In recent years, Missouri’s monopoly investor-owned electric utilities have touted the benefits of the Illinois form of electric regulation. The Illinois electric market is characterized by two features:

competition in the electric generation market

incentives for utilities to invest in the distribution grid.

Interestingly, the Missouri utilities were able to convince the General Assembly (by employing more than 40 special interest lobbyists) to enact a portion of the Illinois model (the distribution investment incentive in Missouri Senate Bill 564 of 2018) while ignoring the more important portion of the Illinois model — electric competition.

Recognizing that electric generation competition is the fundamental part of the Illinois model that results in the customer rate reductions, it is unlikely that the benefits experienced in Illinois would ever be realized in Missouri without Senate Joint Resolution 25, calling for deregulation of electric generation, passing and later being voted on by Missourians.

This resolution is very important to the economic well-being of Missouri.
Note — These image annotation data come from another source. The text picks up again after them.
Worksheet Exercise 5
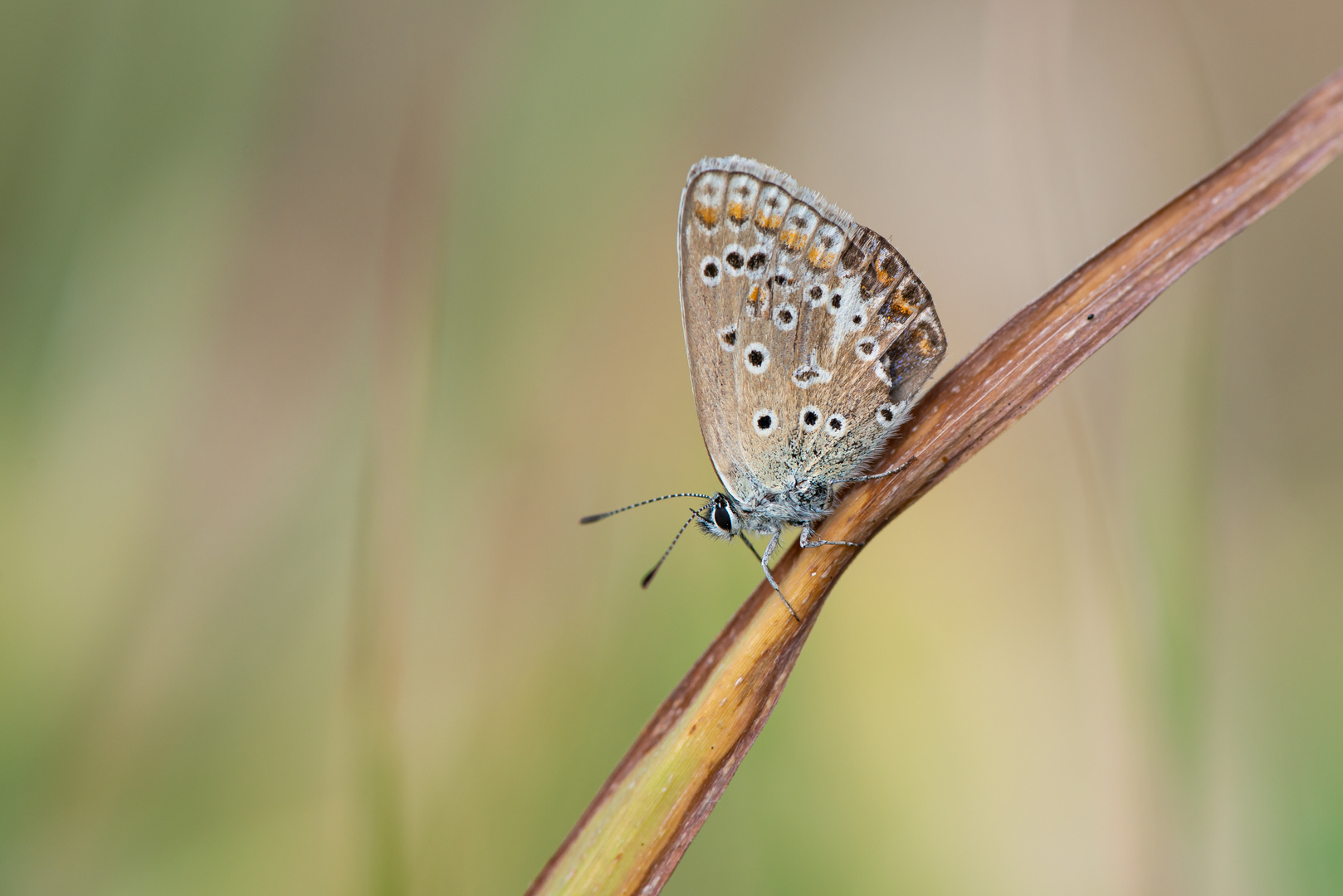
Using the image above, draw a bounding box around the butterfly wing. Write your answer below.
[678,157,947,503]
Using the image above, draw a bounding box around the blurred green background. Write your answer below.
[0,0,1343,896]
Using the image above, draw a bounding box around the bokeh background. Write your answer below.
[0,0,1343,896]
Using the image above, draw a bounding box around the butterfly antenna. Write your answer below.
[639,510,700,588]
[579,492,713,526]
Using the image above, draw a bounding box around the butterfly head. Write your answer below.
[696,494,741,538]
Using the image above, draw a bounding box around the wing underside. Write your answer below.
[678,157,947,503]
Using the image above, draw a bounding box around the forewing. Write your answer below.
[680,157,947,499]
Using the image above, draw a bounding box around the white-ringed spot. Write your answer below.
[798,404,821,432]
[747,245,769,280]
[700,256,722,286]
[741,343,769,373]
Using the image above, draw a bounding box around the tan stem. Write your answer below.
[528,69,1343,896]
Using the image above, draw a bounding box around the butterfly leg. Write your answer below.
[763,529,802,622]
[798,523,867,548]
[835,457,919,485]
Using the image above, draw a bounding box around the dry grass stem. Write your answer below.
[528,69,1343,894]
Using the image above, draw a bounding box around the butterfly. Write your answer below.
[582,156,947,618]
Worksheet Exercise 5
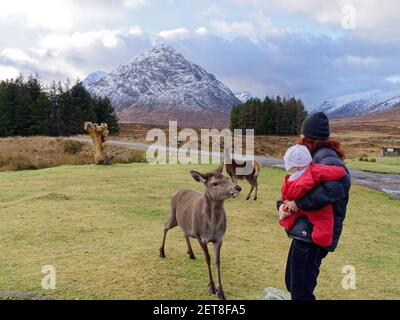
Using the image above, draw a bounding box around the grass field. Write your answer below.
[346,157,400,174]
[0,164,400,299]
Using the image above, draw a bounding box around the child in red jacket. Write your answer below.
[279,145,346,247]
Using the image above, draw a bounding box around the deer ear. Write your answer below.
[190,171,207,183]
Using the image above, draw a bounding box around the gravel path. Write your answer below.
[69,138,400,194]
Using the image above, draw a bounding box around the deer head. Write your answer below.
[190,166,242,201]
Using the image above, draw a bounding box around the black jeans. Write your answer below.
[285,239,328,300]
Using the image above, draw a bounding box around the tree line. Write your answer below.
[230,96,307,135]
[0,75,119,137]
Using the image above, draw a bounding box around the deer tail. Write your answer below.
[254,160,261,177]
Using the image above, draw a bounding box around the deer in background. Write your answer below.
[160,166,241,300]
[224,148,262,200]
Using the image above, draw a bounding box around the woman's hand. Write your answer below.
[286,201,299,213]
[279,204,292,220]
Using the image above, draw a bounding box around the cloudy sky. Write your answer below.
[0,0,400,107]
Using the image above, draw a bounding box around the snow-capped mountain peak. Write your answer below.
[235,91,253,103]
[83,71,108,86]
[86,44,240,112]
[317,89,400,118]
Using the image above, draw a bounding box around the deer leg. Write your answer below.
[198,238,217,294]
[246,185,254,200]
[160,212,178,258]
[185,236,196,260]
[214,241,225,300]
[254,181,258,201]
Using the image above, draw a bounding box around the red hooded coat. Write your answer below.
[279,163,346,247]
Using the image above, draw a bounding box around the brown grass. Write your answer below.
[0,137,145,171]
[117,108,400,159]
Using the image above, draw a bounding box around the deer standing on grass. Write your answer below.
[224,148,262,200]
[160,166,241,300]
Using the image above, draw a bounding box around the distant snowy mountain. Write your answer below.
[85,44,240,113]
[82,71,108,87]
[235,91,253,103]
[313,89,400,118]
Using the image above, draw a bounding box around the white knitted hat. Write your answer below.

Clearly, regulation is not working in the state. Since 2010, Missouri’s average industrial electric rate has increased by over 51%. In contrast, the national average industrial electric rate has only increased by 6.2%.

Over the past 40 years, the state and federal government have repeatedly taken steps to replace regulation with competition. For example, instead of regulating airlines, trucking, trains, telephone, internet, electricity and more, electric, we have allowed the competitive market to set prices for those services with amazing success and innovation.

SB 564 has effectively allowed Ameren to have its cake and eat it too. Specifically, this allowed Ameren to have a distribution investment incentive without having to expose itself to the competition that exists in Illinois. In other words, passage of SB 564 provided Ameren an increased incentive to invest in Missouri, which would cause customer rates to increase, without implementing the portion of the model (electric competition) which is what actually spurs rate reductions. As a result, rates in Missouri are now above the national average and destined to continue to go up.

Worse still, Ameren claimed that SB 564 would be used to modernize our electric grid. That said, in its recent capital investment plan, Ameren revealed that these incentives are being used for all investment and not simply its investment in grid modernization. Specifically, Ameren is spending $1 billion in wind generation.

Given this, the benefits of SB 564 claimed a modernized distribution grid will not be realized in Missouri to the extent touted by Ameren.

Since I came into the Missouri Senate in 2013, Ameren, Kansas City Power and Light Company and Empire Energy have spent millions of dollars and have effectively reduced oversight of the Missouri Public Service Commission (the only watchdog of utility monopoly tyranny). As I have indicated for many years and still believe today, SB 564 was about the greed, and not about the grid. The fox is managing the hen house.

Doug Libla is a member of the Missouri Senate.